Boston Scientific has some advantages over previous DBS offerings. The device was developed from a foundation of cochlear implant technology, designed to specifically stimulate auditory nerves to produce a sense of hearing.

"Key differentiating features of Vercise include the smallest rechargeable implantable pulse generator on the U.S. market and proprietary technology that enables the device to independently control the level of current delivered by each electrode in the implanted leads," Jennings said. "Other features of the platform include a battery life of 15 plus years, leads with eight contacts combining for a total span of 15.5 mm, tight 0.5 mm spacing between each contact and multilumen construction."

Boston Sci's DBS future

Nanavaty said Boston Scientific has launched a website,, to help patients with PD become familiar with the technology and garner information with DBS therapy.

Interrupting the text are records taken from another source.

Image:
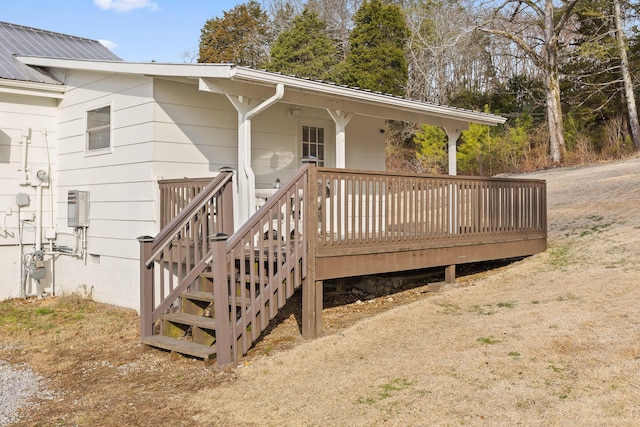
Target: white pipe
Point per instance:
(22, 177)
(39, 218)
(21, 245)
(52, 225)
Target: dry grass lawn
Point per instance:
(550, 340)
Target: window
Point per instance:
(99, 129)
(313, 143)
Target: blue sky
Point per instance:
(136, 30)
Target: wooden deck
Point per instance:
(322, 224)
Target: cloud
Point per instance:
(125, 5)
(108, 44)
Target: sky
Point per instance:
(135, 30)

The company also plans to garner approval in the U.S. for another iteration of its DBS technology, the Vercise Gevia rechargeable system. The technology received the CE mark in June. Nanavaty said the Vercise Gevia system allows patients to benefit from directional stimulation within a rechargeable system while maintaining the ability to have an MRI. U.S. commercialization of Vercise Gevia along with the Vercise PC is expected in the second half of 2018.

Boston Scientific's technology is also being used in a Cleveland Clinic study to assess DBS potential to improve movement in patients recovering from stroke. The clinical trial was reported in January.

"We're looking at patients who have completely lost functionality to provide stimulation and to provide physical rehabilitation to bring them back to bringing functionality," Nanavaty said. "We're very excited about the options and alternatives it may be able to provide to the physician communities and to the patients."